“How Could This Happen in America?” Why Police Are Treating Americans Like Military Threats

Saturday, November 26, 2011
By Paul Martin

Why is the armed might of the state, (necessary in waging war against foreign enemies) being applied to domestic policing of local communities and peaceful protests?

By William Hogeland
AlterNet.org

“Is this still my country?”

In the past few days, those and similarly poignant Twitter posts have appealed to fundamental American values in objecting to the notorious U.C. Davis event, where police pepper-sprayed seated protesters, and to cities generally cracking down on the Occupy movement. The crackdowns have brought a military level of combativeness to what many Americans — even those not in sympathy with the protesters — would normally see as a police, not a military matter.
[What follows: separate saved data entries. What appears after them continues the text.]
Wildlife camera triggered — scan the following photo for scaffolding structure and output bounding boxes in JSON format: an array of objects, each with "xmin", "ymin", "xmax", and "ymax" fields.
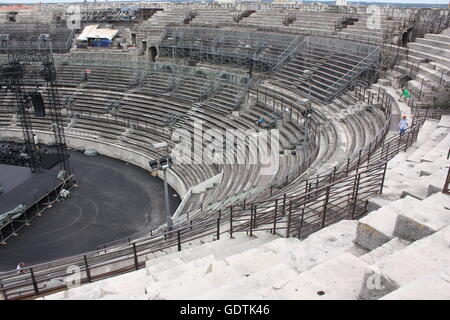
[
  {"xmin": 158, "ymin": 27, "xmax": 295, "ymax": 73},
  {"xmin": 0, "ymin": 44, "xmax": 71, "ymax": 174}
]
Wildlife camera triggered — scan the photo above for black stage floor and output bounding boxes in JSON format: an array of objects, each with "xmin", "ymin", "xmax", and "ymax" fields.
[
  {"xmin": 0, "ymin": 149, "xmax": 181, "ymax": 271},
  {"xmin": 0, "ymin": 142, "xmax": 64, "ymax": 170},
  {"xmin": 0, "ymin": 164, "xmax": 60, "ymax": 213}
]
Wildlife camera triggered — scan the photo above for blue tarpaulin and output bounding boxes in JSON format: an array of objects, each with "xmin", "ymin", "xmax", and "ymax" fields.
[{"xmin": 92, "ymin": 39, "xmax": 111, "ymax": 47}]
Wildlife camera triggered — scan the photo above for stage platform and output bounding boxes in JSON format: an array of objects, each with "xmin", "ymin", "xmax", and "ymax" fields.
[
  {"xmin": 0, "ymin": 149, "xmax": 180, "ymax": 271},
  {"xmin": 0, "ymin": 164, "xmax": 60, "ymax": 214}
]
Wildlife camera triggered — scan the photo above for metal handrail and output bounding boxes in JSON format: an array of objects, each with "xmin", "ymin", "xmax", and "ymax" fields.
[
  {"xmin": 233, "ymin": 78, "xmax": 254, "ymax": 109},
  {"xmin": 406, "ymin": 66, "xmax": 450, "ymax": 107},
  {"xmin": 272, "ymin": 36, "xmax": 310, "ymax": 73},
  {"xmin": 326, "ymin": 47, "xmax": 380, "ymax": 96}
]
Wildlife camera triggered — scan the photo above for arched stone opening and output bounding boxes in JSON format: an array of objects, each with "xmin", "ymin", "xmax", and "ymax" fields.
[{"xmin": 148, "ymin": 46, "xmax": 157, "ymax": 62}]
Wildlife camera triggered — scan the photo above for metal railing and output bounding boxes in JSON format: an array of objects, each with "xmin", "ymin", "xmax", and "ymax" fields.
[
  {"xmin": 271, "ymin": 36, "xmax": 309, "ymax": 72},
  {"xmin": 233, "ymin": 78, "xmax": 255, "ymax": 109},
  {"xmin": 444, "ymin": 166, "xmax": 450, "ymax": 195},
  {"xmin": 0, "ymin": 36, "xmax": 73, "ymax": 53},
  {"xmin": 406, "ymin": 67, "xmax": 450, "ymax": 107},
  {"xmin": 325, "ymin": 47, "xmax": 381, "ymax": 100},
  {"xmin": 393, "ymin": 59, "xmax": 421, "ymax": 79},
  {"xmin": 229, "ymin": 162, "xmax": 388, "ymax": 239}
]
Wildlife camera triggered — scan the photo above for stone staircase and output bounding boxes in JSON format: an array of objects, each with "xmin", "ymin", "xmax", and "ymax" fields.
[
  {"xmin": 371, "ymin": 117, "xmax": 449, "ymax": 201},
  {"xmin": 401, "ymin": 28, "xmax": 450, "ymax": 107}
]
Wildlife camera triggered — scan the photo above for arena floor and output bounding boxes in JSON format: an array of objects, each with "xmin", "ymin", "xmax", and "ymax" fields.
[{"xmin": 0, "ymin": 149, "xmax": 180, "ymax": 271}]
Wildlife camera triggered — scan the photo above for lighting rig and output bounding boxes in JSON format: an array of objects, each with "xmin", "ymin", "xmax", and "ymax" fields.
[
  {"xmin": 0, "ymin": 43, "xmax": 71, "ymax": 174},
  {"xmin": 149, "ymin": 142, "xmax": 175, "ymax": 230}
]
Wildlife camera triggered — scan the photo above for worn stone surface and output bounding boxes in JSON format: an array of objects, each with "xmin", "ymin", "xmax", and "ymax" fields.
[{"xmin": 359, "ymin": 266, "xmax": 400, "ymax": 300}]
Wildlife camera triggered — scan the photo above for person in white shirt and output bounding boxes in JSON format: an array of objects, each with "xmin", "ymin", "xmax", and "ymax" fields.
[
  {"xmin": 16, "ymin": 262, "xmax": 25, "ymax": 275},
  {"xmin": 399, "ymin": 115, "xmax": 408, "ymax": 136}
]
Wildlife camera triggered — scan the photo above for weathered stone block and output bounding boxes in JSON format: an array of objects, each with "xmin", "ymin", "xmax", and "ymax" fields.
[
  {"xmin": 355, "ymin": 223, "xmax": 392, "ymax": 251},
  {"xmin": 393, "ymin": 214, "xmax": 436, "ymax": 242}
]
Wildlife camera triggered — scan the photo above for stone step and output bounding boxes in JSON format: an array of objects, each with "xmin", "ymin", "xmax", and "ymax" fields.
[
  {"xmin": 161, "ymin": 249, "xmax": 293, "ymax": 300},
  {"xmin": 417, "ymin": 36, "xmax": 450, "ymax": 51},
  {"xmin": 421, "ymin": 133, "xmax": 450, "ymax": 162},
  {"xmin": 441, "ymin": 28, "xmax": 450, "ymax": 36},
  {"xmin": 194, "ymin": 262, "xmax": 299, "ymax": 300},
  {"xmin": 406, "ymin": 127, "xmax": 447, "ymax": 163},
  {"xmin": 359, "ymin": 225, "xmax": 450, "ymax": 300},
  {"xmin": 438, "ymin": 115, "xmax": 450, "ymax": 129},
  {"xmin": 408, "ymin": 42, "xmax": 450, "ymax": 59},
  {"xmin": 214, "ymin": 233, "xmax": 280, "ymax": 259},
  {"xmin": 413, "ymin": 64, "xmax": 450, "ymax": 86},
  {"xmin": 424, "ymin": 33, "xmax": 450, "ymax": 45},
  {"xmin": 144, "ymin": 234, "xmax": 251, "ymax": 271},
  {"xmin": 406, "ymin": 48, "xmax": 450, "ymax": 67},
  {"xmin": 156, "ymin": 220, "xmax": 359, "ymax": 299},
  {"xmin": 399, "ymin": 169, "xmax": 448, "ymax": 200},
  {"xmin": 407, "ymin": 79, "xmax": 435, "ymax": 96},
  {"xmin": 428, "ymin": 60, "xmax": 450, "ymax": 73},
  {"xmin": 380, "ymin": 270, "xmax": 450, "ymax": 300},
  {"xmin": 366, "ymin": 197, "xmax": 394, "ymax": 212},
  {"xmin": 393, "ymin": 193, "xmax": 450, "ymax": 241},
  {"xmin": 414, "ymin": 119, "xmax": 440, "ymax": 145},
  {"xmin": 359, "ymin": 237, "xmax": 410, "ymax": 265},
  {"xmin": 355, "ymin": 199, "xmax": 407, "ymax": 250},
  {"xmin": 44, "ymin": 267, "xmax": 151, "ymax": 300},
  {"xmin": 249, "ymin": 253, "xmax": 368, "ymax": 300},
  {"xmin": 419, "ymin": 156, "xmax": 450, "ymax": 176},
  {"xmin": 337, "ymin": 31, "xmax": 383, "ymax": 42},
  {"xmin": 145, "ymin": 254, "xmax": 229, "ymax": 299},
  {"xmin": 384, "ymin": 162, "xmax": 421, "ymax": 183}
]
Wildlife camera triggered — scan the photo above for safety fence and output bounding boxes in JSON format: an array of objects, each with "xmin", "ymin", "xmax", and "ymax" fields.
[
  {"xmin": 445, "ymin": 146, "xmax": 450, "ymax": 195},
  {"xmin": 326, "ymin": 47, "xmax": 381, "ymax": 102},
  {"xmin": 0, "ymin": 28, "xmax": 74, "ymax": 54},
  {"xmin": 271, "ymin": 36, "xmax": 309, "ymax": 73},
  {"xmin": 405, "ymin": 67, "xmax": 450, "ymax": 108}
]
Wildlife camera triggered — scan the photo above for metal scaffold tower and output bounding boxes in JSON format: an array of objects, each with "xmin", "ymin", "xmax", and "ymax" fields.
[{"xmin": 0, "ymin": 44, "xmax": 71, "ymax": 174}]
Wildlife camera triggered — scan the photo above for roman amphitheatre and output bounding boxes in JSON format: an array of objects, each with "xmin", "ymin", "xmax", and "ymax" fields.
[{"xmin": 0, "ymin": 0, "xmax": 449, "ymax": 300}]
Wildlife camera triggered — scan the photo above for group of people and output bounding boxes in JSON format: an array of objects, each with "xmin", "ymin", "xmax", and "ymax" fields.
[
  {"xmin": 398, "ymin": 88, "xmax": 411, "ymax": 136},
  {"xmin": 0, "ymin": 143, "xmax": 29, "ymax": 166}
]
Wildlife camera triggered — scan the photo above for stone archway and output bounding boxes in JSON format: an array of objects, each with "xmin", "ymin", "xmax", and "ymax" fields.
[
  {"xmin": 140, "ymin": 40, "xmax": 147, "ymax": 56},
  {"xmin": 220, "ymin": 73, "xmax": 230, "ymax": 81},
  {"xmin": 148, "ymin": 46, "xmax": 158, "ymax": 62},
  {"xmin": 400, "ymin": 28, "xmax": 413, "ymax": 47},
  {"xmin": 399, "ymin": 75, "xmax": 413, "ymax": 89},
  {"xmin": 195, "ymin": 70, "xmax": 207, "ymax": 78}
]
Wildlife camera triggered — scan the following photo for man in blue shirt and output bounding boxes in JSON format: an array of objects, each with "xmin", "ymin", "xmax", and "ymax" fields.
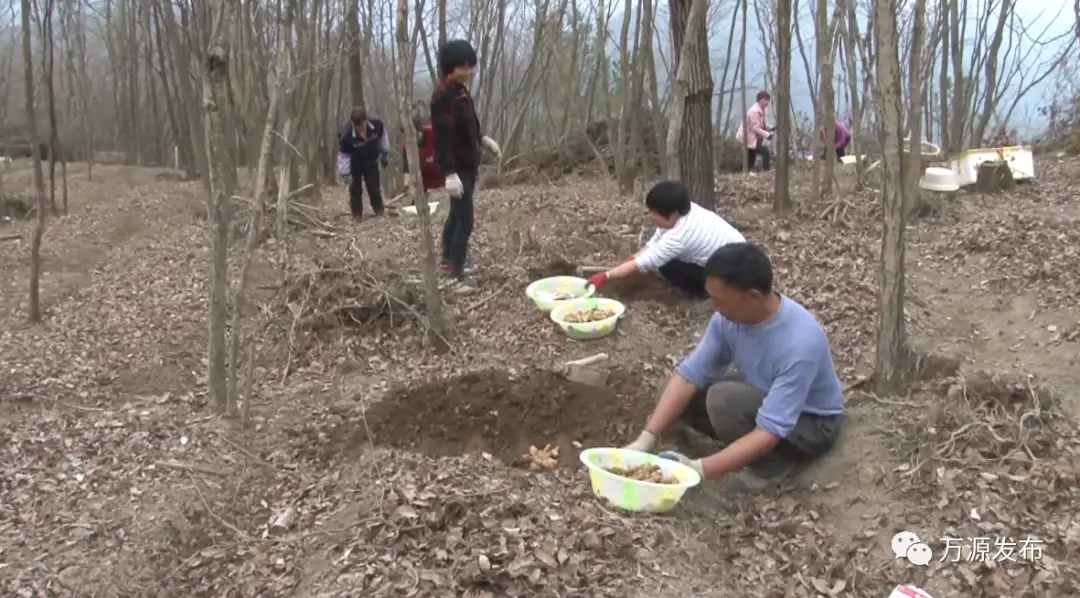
[
  {"xmin": 337, "ymin": 107, "xmax": 390, "ymax": 221},
  {"xmin": 622, "ymin": 242, "xmax": 845, "ymax": 492}
]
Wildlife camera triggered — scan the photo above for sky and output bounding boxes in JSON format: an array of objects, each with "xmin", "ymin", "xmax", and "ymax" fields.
[{"xmin": 699, "ymin": 0, "xmax": 1077, "ymax": 141}]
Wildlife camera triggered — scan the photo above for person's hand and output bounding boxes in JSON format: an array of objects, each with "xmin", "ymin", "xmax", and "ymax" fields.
[
  {"xmin": 587, "ymin": 271, "xmax": 609, "ymax": 289},
  {"xmin": 766, "ymin": 132, "xmax": 774, "ymax": 141},
  {"xmin": 622, "ymin": 431, "xmax": 657, "ymax": 453},
  {"xmin": 660, "ymin": 451, "xmax": 704, "ymax": 477},
  {"xmin": 481, "ymin": 136, "xmax": 502, "ymax": 158},
  {"xmin": 380, "ymin": 152, "xmax": 389, "ymax": 168},
  {"xmin": 445, "ymin": 173, "xmax": 463, "ymax": 198}
]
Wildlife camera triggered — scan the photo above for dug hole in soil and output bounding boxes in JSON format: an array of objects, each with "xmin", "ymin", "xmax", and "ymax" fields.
[
  {"xmin": 603, "ymin": 274, "xmax": 684, "ymax": 305},
  {"xmin": 356, "ymin": 368, "xmax": 655, "ymax": 467}
]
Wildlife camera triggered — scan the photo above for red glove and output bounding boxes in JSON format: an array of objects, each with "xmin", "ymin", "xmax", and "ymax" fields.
[{"xmin": 588, "ymin": 272, "xmax": 609, "ymax": 289}]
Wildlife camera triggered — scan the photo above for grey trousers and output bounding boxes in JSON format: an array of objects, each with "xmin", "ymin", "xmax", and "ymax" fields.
[{"xmin": 680, "ymin": 370, "xmax": 843, "ymax": 476}]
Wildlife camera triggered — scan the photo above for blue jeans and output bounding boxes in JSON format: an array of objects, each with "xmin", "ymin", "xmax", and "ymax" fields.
[{"xmin": 441, "ymin": 171, "xmax": 476, "ymax": 279}]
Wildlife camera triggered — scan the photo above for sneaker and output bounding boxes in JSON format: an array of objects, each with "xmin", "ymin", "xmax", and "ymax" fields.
[
  {"xmin": 439, "ymin": 278, "xmax": 477, "ymax": 296},
  {"xmin": 440, "ymin": 261, "xmax": 476, "ymax": 275}
]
Police, not military. The distinction may seem academic, even absurd, when police are bringing rifles, helmets, armor, and helicopters to evict unarmed protesters. But it’s an old and critical distinction in American law and ideology and in republican thought as a whole. The 17th-century English liberty writers, on whose ideas much of America’s founding ethos was based, believed that turning the armed might of the state, (necessary in waging war against foreign enemies), to domestic policing of local communities tends to concentrate power in top-down executive action and vitiate treasured things like judiciary process, individual liberty, representative government, and free speech.